Suite à ma conversation avec Cynthia hier soir et à mon échange ce matin avec Frank, je me suis résolu à appeler ma mère. Lorsqu'elle décrocha, elle me parla comme si rien ne s'était passé, au pire une broutille, bref, les propos qu'elle m'a tenu seraient sans importance, comme s'ils n'avaient jamais existé. Nous nous sommes donc mis d'accord pour qu'elle m'héberge ma fille et moi, y compris ma personne après, si je devais rester plus longtemps sur Paris. A présent il me faut donc prévenir ma sœur de ce nouveau changement de programme et j'espère qu'il n'y en aura plus d'autres.
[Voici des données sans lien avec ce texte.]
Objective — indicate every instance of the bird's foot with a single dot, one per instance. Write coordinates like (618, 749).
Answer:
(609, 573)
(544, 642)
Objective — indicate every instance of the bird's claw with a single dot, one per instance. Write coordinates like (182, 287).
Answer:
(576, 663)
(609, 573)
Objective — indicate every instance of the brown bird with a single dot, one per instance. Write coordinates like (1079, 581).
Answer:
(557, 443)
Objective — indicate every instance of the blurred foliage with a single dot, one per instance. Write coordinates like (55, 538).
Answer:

Quant à ce que je ferai vis-à-vis de ma mère par la suite, après le départ de Jade de Paris, je ne sais pas quel posture je prendrai. Quoi qu'il en soit, il reste sûr que je ne quitterai pas Paris sans avoir mon propre logement là-bas.
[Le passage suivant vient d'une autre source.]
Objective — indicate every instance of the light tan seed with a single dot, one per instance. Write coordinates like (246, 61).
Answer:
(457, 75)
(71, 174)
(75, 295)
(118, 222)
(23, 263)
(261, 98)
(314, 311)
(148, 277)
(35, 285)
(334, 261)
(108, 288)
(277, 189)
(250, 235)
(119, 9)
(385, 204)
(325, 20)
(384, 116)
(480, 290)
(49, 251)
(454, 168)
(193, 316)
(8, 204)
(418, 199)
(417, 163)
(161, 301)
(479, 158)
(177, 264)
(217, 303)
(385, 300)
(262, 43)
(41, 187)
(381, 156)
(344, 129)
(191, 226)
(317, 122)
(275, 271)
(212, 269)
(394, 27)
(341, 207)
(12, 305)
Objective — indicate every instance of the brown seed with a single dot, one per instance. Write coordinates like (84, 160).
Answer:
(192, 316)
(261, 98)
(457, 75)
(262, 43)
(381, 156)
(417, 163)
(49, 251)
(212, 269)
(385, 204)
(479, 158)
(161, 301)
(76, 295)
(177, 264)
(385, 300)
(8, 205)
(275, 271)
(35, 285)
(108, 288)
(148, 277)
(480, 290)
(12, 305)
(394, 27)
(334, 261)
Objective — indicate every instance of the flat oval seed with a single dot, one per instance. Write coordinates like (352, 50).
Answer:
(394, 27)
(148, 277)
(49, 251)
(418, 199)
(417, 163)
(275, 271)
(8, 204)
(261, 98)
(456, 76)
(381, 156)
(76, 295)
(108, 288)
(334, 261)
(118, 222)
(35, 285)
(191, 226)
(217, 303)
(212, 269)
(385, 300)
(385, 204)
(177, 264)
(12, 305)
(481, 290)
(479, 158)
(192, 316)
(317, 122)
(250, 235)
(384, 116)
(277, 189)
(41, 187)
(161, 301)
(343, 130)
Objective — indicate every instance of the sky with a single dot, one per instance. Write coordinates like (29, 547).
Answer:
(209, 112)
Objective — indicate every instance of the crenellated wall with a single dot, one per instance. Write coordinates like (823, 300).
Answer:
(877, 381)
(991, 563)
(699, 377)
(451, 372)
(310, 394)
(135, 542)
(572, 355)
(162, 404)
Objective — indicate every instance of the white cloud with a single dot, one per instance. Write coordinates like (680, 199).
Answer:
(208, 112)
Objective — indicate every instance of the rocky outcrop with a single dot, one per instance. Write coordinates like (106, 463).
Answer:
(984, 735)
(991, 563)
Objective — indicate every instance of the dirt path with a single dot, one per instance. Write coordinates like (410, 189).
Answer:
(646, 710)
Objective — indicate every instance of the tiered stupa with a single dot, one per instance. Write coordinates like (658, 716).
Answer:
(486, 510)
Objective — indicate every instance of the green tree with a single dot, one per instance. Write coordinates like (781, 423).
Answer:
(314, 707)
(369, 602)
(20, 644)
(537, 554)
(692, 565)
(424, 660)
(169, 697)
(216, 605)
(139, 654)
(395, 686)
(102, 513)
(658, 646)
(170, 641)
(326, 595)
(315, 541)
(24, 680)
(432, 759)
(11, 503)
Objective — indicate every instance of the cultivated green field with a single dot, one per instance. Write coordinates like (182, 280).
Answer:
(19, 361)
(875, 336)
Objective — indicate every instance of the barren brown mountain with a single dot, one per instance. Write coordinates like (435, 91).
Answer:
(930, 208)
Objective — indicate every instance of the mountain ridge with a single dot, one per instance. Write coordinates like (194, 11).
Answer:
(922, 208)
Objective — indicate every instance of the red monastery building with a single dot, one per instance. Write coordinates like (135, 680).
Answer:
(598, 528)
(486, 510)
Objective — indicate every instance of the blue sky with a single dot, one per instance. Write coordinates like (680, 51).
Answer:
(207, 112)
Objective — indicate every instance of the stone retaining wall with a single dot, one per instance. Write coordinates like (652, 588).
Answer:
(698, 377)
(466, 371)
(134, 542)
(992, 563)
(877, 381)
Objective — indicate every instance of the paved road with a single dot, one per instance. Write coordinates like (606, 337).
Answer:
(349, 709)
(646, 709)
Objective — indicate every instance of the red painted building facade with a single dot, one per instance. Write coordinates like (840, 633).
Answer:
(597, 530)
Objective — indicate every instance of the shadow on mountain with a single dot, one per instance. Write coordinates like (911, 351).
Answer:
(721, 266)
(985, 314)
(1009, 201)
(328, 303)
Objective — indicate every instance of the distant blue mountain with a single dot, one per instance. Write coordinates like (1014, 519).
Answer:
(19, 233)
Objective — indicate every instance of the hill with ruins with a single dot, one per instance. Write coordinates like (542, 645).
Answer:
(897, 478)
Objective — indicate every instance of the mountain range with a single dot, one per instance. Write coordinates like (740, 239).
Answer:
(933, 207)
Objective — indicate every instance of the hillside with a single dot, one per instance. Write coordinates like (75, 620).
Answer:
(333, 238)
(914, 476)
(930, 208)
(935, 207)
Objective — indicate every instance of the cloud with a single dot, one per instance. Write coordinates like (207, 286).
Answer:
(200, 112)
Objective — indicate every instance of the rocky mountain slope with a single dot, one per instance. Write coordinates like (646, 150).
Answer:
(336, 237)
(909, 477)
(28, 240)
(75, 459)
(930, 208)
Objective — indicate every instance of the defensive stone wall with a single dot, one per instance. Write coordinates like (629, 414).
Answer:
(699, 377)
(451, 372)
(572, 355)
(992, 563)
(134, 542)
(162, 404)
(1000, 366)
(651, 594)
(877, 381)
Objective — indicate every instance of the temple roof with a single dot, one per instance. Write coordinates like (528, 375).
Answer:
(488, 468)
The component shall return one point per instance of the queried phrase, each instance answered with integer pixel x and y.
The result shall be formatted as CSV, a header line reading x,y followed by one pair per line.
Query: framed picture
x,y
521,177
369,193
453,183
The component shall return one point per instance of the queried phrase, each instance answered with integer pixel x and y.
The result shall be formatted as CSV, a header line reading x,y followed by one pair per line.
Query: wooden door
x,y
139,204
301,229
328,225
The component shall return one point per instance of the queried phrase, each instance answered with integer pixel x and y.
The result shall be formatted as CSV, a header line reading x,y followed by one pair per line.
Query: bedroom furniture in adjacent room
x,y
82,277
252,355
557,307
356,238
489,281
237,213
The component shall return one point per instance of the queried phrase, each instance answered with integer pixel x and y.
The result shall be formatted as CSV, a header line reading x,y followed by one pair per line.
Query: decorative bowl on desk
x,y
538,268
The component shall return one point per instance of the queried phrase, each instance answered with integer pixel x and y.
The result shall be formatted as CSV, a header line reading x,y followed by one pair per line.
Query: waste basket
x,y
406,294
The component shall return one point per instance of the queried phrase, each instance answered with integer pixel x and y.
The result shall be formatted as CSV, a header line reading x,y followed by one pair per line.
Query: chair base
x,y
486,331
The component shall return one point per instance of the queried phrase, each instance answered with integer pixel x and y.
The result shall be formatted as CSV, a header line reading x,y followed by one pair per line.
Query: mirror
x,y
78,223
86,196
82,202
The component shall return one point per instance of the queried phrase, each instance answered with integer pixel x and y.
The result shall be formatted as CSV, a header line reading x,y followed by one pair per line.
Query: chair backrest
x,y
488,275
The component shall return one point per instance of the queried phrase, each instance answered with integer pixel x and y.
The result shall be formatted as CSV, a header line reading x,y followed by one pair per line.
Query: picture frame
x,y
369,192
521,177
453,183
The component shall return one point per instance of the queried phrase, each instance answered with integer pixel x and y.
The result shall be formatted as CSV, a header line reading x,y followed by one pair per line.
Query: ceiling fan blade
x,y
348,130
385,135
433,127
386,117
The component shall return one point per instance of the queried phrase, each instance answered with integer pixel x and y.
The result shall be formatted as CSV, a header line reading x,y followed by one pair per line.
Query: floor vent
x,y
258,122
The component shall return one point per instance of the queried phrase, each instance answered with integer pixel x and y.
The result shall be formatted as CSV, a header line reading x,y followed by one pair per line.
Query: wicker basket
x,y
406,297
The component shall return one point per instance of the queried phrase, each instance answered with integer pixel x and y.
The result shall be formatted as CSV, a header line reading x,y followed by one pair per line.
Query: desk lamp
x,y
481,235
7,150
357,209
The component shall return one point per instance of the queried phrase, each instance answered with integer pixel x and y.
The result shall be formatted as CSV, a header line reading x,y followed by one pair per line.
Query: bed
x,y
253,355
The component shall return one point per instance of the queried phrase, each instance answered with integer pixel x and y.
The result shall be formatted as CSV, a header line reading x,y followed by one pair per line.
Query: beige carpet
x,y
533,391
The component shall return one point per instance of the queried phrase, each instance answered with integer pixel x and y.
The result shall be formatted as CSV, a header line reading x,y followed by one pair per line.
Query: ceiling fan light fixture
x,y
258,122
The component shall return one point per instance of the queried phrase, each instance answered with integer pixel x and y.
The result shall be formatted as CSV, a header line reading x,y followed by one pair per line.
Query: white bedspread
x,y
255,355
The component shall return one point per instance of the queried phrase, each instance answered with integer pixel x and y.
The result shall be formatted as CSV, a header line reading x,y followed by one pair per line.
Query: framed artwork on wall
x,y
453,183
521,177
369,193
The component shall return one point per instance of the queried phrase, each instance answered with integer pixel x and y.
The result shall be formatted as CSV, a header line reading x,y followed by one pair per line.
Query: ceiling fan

Aujourd'hui, à Belfort, le temps est vraiment maussade, tantôt à la pluie fine,tantôt à la pluie forte, et lorsqu'il ne pleut pas, c'est un ciel entièrement couvert de nuages plus ou moins noirs,qui surplombe la ville. De plus il y a un peu de vent, un vent frais, qui amène à bien se couvrir. Pour ma part je porte une doudoune qui me tient bien chaud. En début d’après-midi j'ai été réglé  des détails administratifs auprès de le sécu et de la CAF, afin de ne pas avoir de mauvaises surprise lorsque je serai à Paris. Mes dossiers devraient être bouclés d'ici la fin de semaine.
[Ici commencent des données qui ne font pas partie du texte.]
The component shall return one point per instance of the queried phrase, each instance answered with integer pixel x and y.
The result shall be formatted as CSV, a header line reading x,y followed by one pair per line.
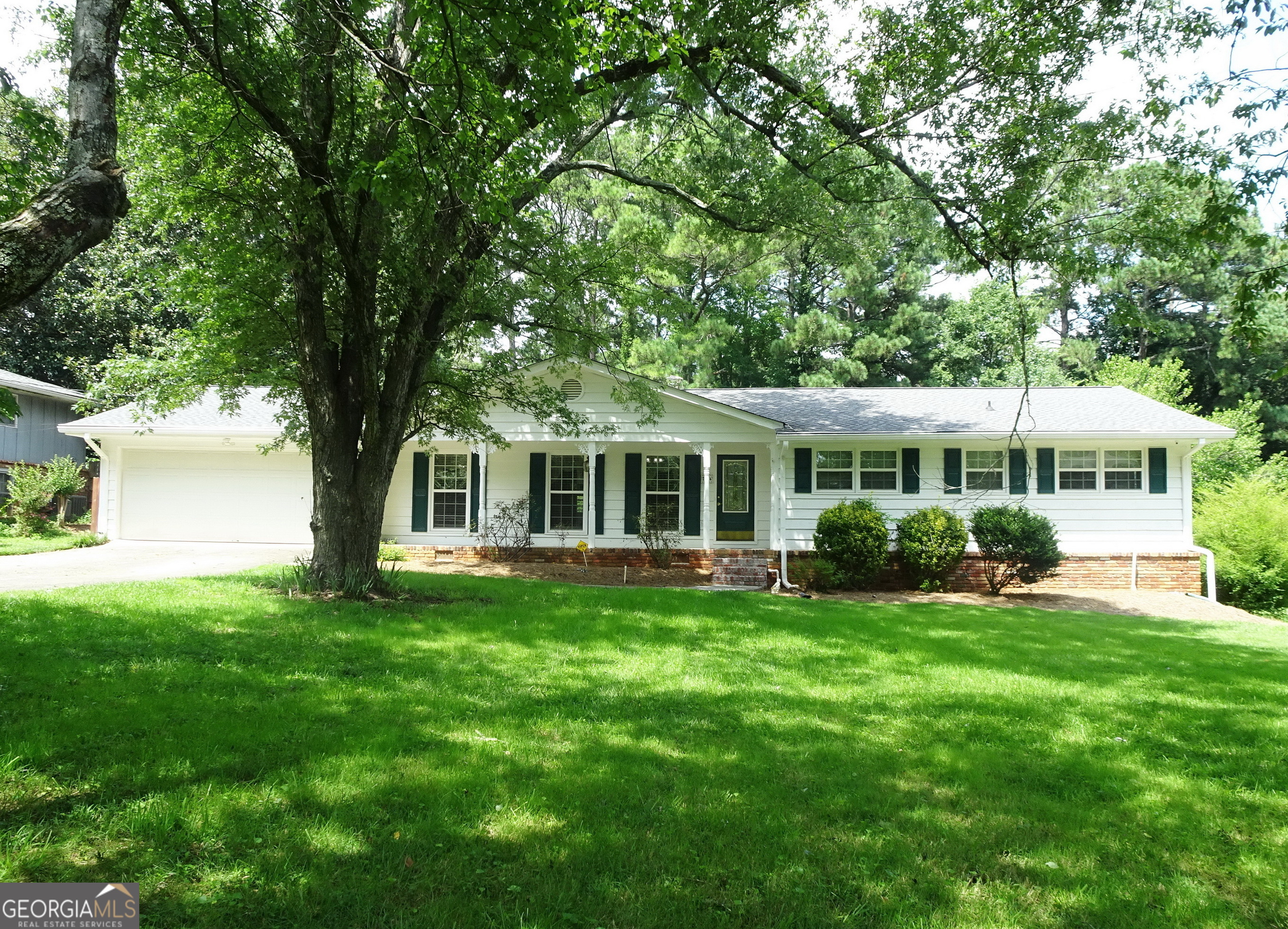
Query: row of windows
x,y
984,471
835,471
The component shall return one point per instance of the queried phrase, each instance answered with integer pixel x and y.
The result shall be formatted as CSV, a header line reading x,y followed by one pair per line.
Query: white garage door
x,y
217,497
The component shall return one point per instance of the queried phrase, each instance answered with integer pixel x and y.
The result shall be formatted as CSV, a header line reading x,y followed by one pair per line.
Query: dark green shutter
x,y
600,478
804,471
952,471
634,477
1046,471
420,492
474,492
1158,471
911,471
693,495
537,492
1019,471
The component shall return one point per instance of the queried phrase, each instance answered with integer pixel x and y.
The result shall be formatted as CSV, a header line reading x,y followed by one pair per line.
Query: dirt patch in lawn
x,y
603,575
1167,603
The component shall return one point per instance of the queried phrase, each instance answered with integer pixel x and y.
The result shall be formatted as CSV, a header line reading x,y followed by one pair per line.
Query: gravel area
x,y
1165,603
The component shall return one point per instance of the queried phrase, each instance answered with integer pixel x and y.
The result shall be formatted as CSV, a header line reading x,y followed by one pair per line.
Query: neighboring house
x,y
34,437
746,469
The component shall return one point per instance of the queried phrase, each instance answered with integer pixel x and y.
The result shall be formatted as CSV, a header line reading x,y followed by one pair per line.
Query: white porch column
x,y
591,451
709,517
776,495
482,453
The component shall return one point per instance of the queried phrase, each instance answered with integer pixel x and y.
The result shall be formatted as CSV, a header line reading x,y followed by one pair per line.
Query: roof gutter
x,y
79,429
1026,437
J'ai également appelé mon beau-père, comme hier et avant-hier, pour prendre des nouvelles de ma belle-mère. On lui a enlevé hier soir le drain que l'on le lui avait posé il y a quelques jours, mais son état général ne va guère mieux. En plus des douleurs qu'elle a dans les os, j'ai appris qu'elle en avait également dans les jambes et dans les bras, dû également à son cancer généralisé. Ma belle-mère devait reprendre ses séances de chimiothérapie à partir de la semaine prochaine, mais l'oncologue pense que son corps ne pourra pas le supporter, qu'au contraire cela affaiblirai plus encore ma belle-mère, et ait donc défavorable à la poursuite des soins, préconisant uniquement la prise en charge de la douleur à coup de morphine et autres médicaments. Il s'ensuit qu'une réunion familiale avec l'oncologue est à programmer pour décider de la marche à suivre, soit l'acharnement thérapeutique, soit l'arrêt des soins et l'attente plus ou moins imminente de la mort de ma belle-mère. Pour mon beau-père, l'affaire est entendue dans ce sens où, comme il me l'a dit, chaque soir il angoisse que l'hôpital l'appelle pour lui annoncer la mauvaise nouvelle. De même, lorsqu'il s'agira de décider avec ses trois filles de la poursuite ou non des soins, il est plus que dans l'embarras quant au choix à faire. Sincèrement je ne voudrai pas être à sa place, à celle de Cynthia et de ses sœurs. Oui, c'est décider non de la mort d'un être, elle est condamnée, mais de la durée de vie que l'on veut lui octroyer. Soit le maximum, ce qui implique la chimiothérapie sans ôter pour autant les douleurs, soit pour laisser venir naturellement sa mort afin qu'elle souffre le moins longtemps possible. De même, il serait bien qu'elle puisse donner son avis, mais en l'état elle n'est plus capable de raisonner, de comprendre ce qu'on lui dit, et passe l'intégralité de ses nuits et de ses jours à dormir, à trois ou quatre heure près, heures d'éveil où elle est complètement somnolente, à moitié endormie, et  incompréhensible lorsqu'elle s'exprime.

Oui, plus ça va et plus je pense à ma belle-mère, plus je m'en inquiète et, comment dire, plus je tremble à l'idée de sa mort, de sa fin sûrement prochaine. Oui, me dire que peut-être je ne la reverrai plus est une idée douloureuse, que j'ai bien du mal à visualiser, même si ma raison me dit que c'est inévitable.